Expert and Social Search
Information retrieval and web search mostly focus on finding relevant documents or web sites to satisfy user needs. Less attention has been paid to assist users in identifying relevant experts or trusted people who can offer solutions in a timely and human manner. Our goal is to automatically create a global expert and friend recommendation social network to not only facilitate web-scale expert and social search but also leverage the results to rate online contents.
User Intent/Activity Recognition and Prediction
The holy grail of information access is to understand what users want and present to them just that. Researchers have started to make inroads into this area by building automatic classifiers to recognize user intents. However, most classification schemes are still coarse-grained and at single intent level, for example, “job intent” or “product intent”. To advance the state-of-the-art in user intent recognition, we utilize web scale query log, question log and click-through log to automatically induce an inventory of user intents and aggregate them into user activities. The ultimate aspiration is to move beyond single intent recognition into multiple user-intent sequence prediction.
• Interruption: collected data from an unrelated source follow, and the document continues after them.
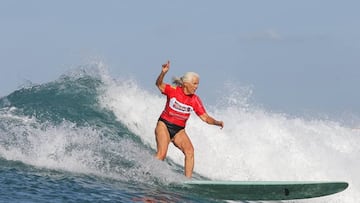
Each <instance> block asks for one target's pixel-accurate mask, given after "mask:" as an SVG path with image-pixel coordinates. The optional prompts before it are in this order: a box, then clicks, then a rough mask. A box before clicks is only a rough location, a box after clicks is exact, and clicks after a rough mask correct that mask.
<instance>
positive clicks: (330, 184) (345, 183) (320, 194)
mask: <svg viewBox="0 0 360 203" xmlns="http://www.w3.org/2000/svg"><path fill="white" fill-rule="evenodd" d="M183 185H184V187H185V188H186V189H187V190H189V192H192V193H193V194H196V195H200V196H203V197H207V198H212V199H217V200H249V201H251V200H253V201H254V200H259V201H261V200H262V201H264V200H268V201H272V200H294V199H307V198H315V197H322V196H326V195H331V194H335V193H338V192H341V191H343V190H345V189H346V188H347V187H348V183H347V182H321V181H318V182H314V181H211V180H192V181H185V182H184V184H183Z"/></svg>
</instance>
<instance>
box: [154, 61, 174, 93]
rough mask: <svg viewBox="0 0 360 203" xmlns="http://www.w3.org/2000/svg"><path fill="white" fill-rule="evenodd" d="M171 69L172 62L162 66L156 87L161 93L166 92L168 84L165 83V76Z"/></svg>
mask: <svg viewBox="0 0 360 203" xmlns="http://www.w3.org/2000/svg"><path fill="white" fill-rule="evenodd" d="M169 68H170V61H168V62H167V63H166V64H163V65H162V70H161V73H160V75H159V76H158V78H157V79H156V83H155V85H156V86H157V87H158V88H159V90H160V91H161V92H164V90H165V86H166V84H165V83H164V81H163V80H164V77H165V74H166V73H167V72H168V71H169Z"/></svg>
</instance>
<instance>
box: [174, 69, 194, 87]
mask: <svg viewBox="0 0 360 203" xmlns="http://www.w3.org/2000/svg"><path fill="white" fill-rule="evenodd" d="M194 78H199V74H197V73H195V72H187V73H185V74H184V75H183V76H182V77H180V78H178V77H173V84H174V85H177V86H183V85H184V82H192V80H193V79H194Z"/></svg>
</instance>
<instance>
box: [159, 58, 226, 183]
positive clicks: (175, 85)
mask: <svg viewBox="0 0 360 203" xmlns="http://www.w3.org/2000/svg"><path fill="white" fill-rule="evenodd" d="M169 68H170V61H168V62H167V63H166V64H163V65H162V70H161V73H160V75H159V76H158V78H157V80H156V86H157V87H158V88H159V90H160V91H161V93H162V94H164V95H166V96H167V101H166V105H165V109H164V111H163V112H162V114H161V115H160V118H159V120H158V122H157V125H156V128H155V135H156V144H157V152H156V158H157V159H160V160H164V159H165V157H166V153H167V150H168V146H169V144H170V142H173V143H174V145H175V146H176V147H177V148H179V149H180V150H181V151H182V152H183V153H184V155H185V166H184V168H185V176H186V177H189V178H191V176H192V172H193V169H194V147H193V145H192V143H191V141H190V139H189V137H188V135H187V134H186V132H185V125H186V121H187V119H188V118H189V116H190V113H191V111H194V112H195V113H196V114H197V115H198V116H199V117H200V118H201V120H203V121H204V122H206V123H208V124H211V125H217V126H220V127H221V128H223V127H224V122H223V121H217V120H215V119H214V118H213V117H211V116H209V115H208V114H207V113H206V111H205V108H204V106H203V105H202V103H201V100H200V98H199V97H198V96H197V95H196V94H195V91H196V89H197V88H198V86H199V76H198V75H197V74H196V73H193V72H188V73H186V74H185V75H184V76H183V77H181V78H175V79H174V81H173V83H174V85H175V86H171V85H169V84H166V83H164V82H163V79H164V77H165V74H166V73H167V72H168V71H169Z"/></svg>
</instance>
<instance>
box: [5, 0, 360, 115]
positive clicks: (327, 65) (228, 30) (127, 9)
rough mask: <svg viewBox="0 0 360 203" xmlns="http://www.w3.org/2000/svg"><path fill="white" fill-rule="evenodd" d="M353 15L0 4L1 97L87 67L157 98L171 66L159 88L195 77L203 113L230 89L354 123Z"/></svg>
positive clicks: (7, 2) (294, 4)
mask: <svg viewBox="0 0 360 203" xmlns="http://www.w3.org/2000/svg"><path fill="white" fill-rule="evenodd" d="M359 8H360V1H357V0H347V1H338V0H337V1H334V0H316V1H313V0H301V1H289V0H272V1H265V0H263V1H260V0H226V1H209V0H192V1H190V0H183V1H180V0H174V1H169V0H159V1H157V0H154V1H149V0H123V1H121V0H105V1H100V0H98V1H95V0H76V1H70V0H63V1H47V0H32V1H26V0H23V1H21V0H2V1H1V3H0V30H1V31H0V70H1V74H0V96H6V95H8V94H9V93H11V92H13V91H15V90H17V89H19V88H20V87H21V86H22V85H24V84H28V83H36V84H41V83H46V82H49V81H53V80H55V79H57V78H58V77H59V76H60V75H61V74H63V73H66V72H67V71H68V70H69V69H71V68H76V67H78V66H82V65H86V64H87V63H89V62H90V61H91V60H93V59H101V60H102V61H104V63H105V64H106V65H107V66H108V68H109V71H110V73H111V74H113V75H114V78H117V77H119V76H121V77H132V78H134V79H135V80H136V81H137V82H138V83H139V84H140V85H141V86H142V87H144V88H145V89H149V91H154V92H155V91H157V90H156V88H155V86H154V81H155V79H156V77H157V76H158V74H159V73H160V71H161V64H163V63H165V62H166V61H167V60H170V61H171V68H170V72H169V73H168V75H167V78H166V79H165V80H166V81H167V82H170V79H171V77H172V76H181V75H182V74H183V73H185V72H187V71H194V72H197V73H199V75H200V78H201V79H200V87H199V90H198V94H199V95H200V96H201V97H202V99H203V102H204V103H210V104H211V103H213V102H214V101H216V100H217V99H218V98H219V97H224V96H226V95H224V94H226V91H224V86H226V85H227V86H229V84H230V86H231V88H234V89H239V90H243V91H245V90H251V91H250V92H251V96H250V100H251V102H253V103H255V104H257V105H259V106H263V108H266V109H269V110H271V111H275V112H285V113H289V114H292V113H294V114H296V113H304V112H305V113H306V112H316V113H320V114H322V113H324V114H332V115H340V114H351V115H355V116H358V117H360V116H359V115H360V94H359V91H358V88H359V87H360V80H359V76H360V21H359V19H360V12H359ZM245 92H246V91H245ZM227 93H229V94H231V92H227Z"/></svg>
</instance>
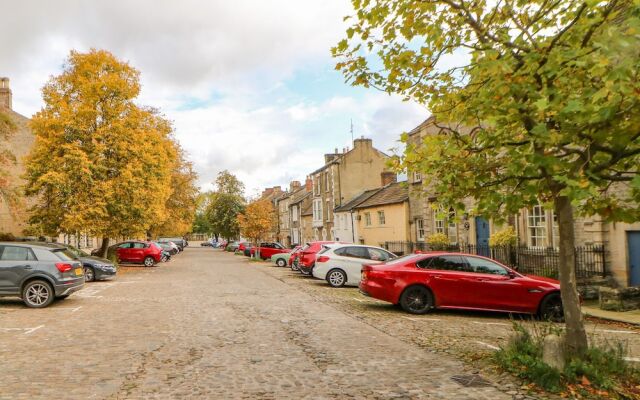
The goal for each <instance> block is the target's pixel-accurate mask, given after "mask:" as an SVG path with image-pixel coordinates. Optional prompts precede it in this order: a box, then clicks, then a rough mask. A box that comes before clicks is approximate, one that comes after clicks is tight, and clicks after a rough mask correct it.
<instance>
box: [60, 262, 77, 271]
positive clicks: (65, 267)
mask: <svg viewBox="0 0 640 400" xmlns="http://www.w3.org/2000/svg"><path fill="white" fill-rule="evenodd" d="M56 268H58V271H60V272H67V271H71V270H72V269H73V265H71V264H67V263H56Z"/></svg>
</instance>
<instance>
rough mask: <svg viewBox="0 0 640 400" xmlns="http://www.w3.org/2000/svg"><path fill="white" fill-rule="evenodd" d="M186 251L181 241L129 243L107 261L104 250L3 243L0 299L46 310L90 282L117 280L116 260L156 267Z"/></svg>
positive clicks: (12, 243) (0, 275) (47, 243)
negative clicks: (103, 280) (157, 265)
mask: <svg viewBox="0 0 640 400" xmlns="http://www.w3.org/2000/svg"><path fill="white" fill-rule="evenodd" d="M174 240H175V241H174ZM186 246H188V243H187V241H186V240H183V239H180V238H160V239H158V241H155V242H151V241H139V240H128V241H125V242H120V243H116V244H114V245H113V246H110V247H109V248H108V257H109V258H103V257H100V256H99V255H101V250H100V249H96V250H93V251H92V252H91V255H89V254H87V253H86V252H84V251H82V250H80V249H78V248H76V247H74V246H71V245H65V244H58V243H45V242H0V297H20V298H21V299H22V301H23V302H24V303H25V305H26V306H27V307H31V308H43V307H46V306H48V305H50V304H51V303H52V302H53V301H54V300H55V299H64V298H66V297H68V296H69V295H70V294H71V293H73V292H76V291H78V290H80V289H82V288H83V287H84V284H85V282H92V281H95V280H103V279H111V278H114V277H115V276H116V273H117V267H116V264H115V262H114V261H115V260H117V261H118V262H120V263H140V264H143V265H145V266H148V267H151V266H155V265H157V263H160V262H166V261H169V260H170V259H171V256H173V255H175V254H178V253H179V252H181V251H182V250H183V249H184V247H186ZM112 260H114V261H112Z"/></svg>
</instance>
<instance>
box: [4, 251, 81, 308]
mask: <svg viewBox="0 0 640 400" xmlns="http://www.w3.org/2000/svg"><path fill="white" fill-rule="evenodd" d="M83 286H84V271H83V269H82V263H81V262H80V260H78V259H76V257H75V255H74V254H73V253H71V252H70V251H69V250H67V248H65V247H64V246H60V245H56V244H49V243H34V242H24V243H19V242H0V296H14V297H20V298H22V301H24V303H25V304H26V305H27V307H32V308H43V307H46V306H48V305H49V304H51V303H52V302H53V300H54V299H55V298H58V299H64V298H65V297H67V296H69V295H70V294H71V293H73V292H75V291H78V290H80V289H82V287H83Z"/></svg>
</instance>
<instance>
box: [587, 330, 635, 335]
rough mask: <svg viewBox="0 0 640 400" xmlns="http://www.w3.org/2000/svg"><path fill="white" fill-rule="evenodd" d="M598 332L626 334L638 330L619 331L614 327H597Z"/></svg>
mask: <svg viewBox="0 0 640 400" xmlns="http://www.w3.org/2000/svg"><path fill="white" fill-rule="evenodd" d="M597 330H598V331H600V332H607V333H627V334H637V333H638V332H634V331H620V330H615V329H597Z"/></svg>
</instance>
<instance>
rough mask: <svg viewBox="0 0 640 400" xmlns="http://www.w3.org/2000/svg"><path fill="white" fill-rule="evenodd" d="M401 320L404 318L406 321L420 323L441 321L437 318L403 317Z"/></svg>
mask: <svg viewBox="0 0 640 400" xmlns="http://www.w3.org/2000/svg"><path fill="white" fill-rule="evenodd" d="M402 318H404V319H408V320H409V321H413V322H420V321H441V319H439V318H411V317H405V316H402Z"/></svg>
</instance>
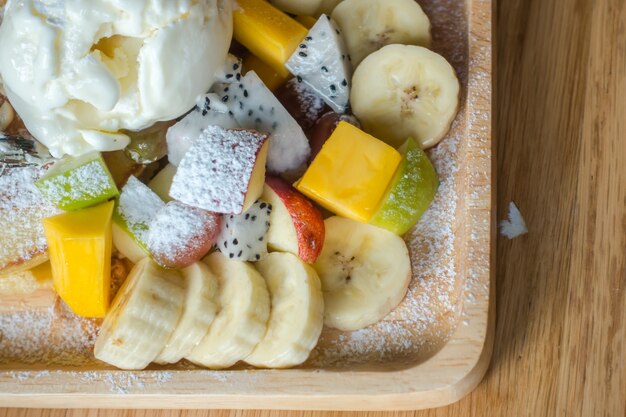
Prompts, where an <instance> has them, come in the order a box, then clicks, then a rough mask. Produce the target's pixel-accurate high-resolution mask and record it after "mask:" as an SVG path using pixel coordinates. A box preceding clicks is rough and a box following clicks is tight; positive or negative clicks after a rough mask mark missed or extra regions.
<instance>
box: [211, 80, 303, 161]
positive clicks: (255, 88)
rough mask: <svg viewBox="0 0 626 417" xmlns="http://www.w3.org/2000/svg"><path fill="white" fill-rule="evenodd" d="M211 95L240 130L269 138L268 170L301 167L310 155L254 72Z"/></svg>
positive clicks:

Inarticulate User Assistance
Users of systems and services can be inarticulate for many reasons. They may be unaware of their information need, or unable to express it in the form of queries; they may have a poor input device; they may be physically challenged or their hands may be occupied. We would like to help such users solve their problems through minimal human-computer interaction, based on physical and digital user contexts.
Information Access Evaluation
Information access (IA) includes techniques such as information retrieval, question answering, text categorization, summarization and opinion analysis. To optimize IA systems economically and efficiently for end users, our project aims at design and construction of reliable test data and evaluation metrics. Our goal is to ensure user satisfaction while minimizing the need for human-in-the-loop evaluations.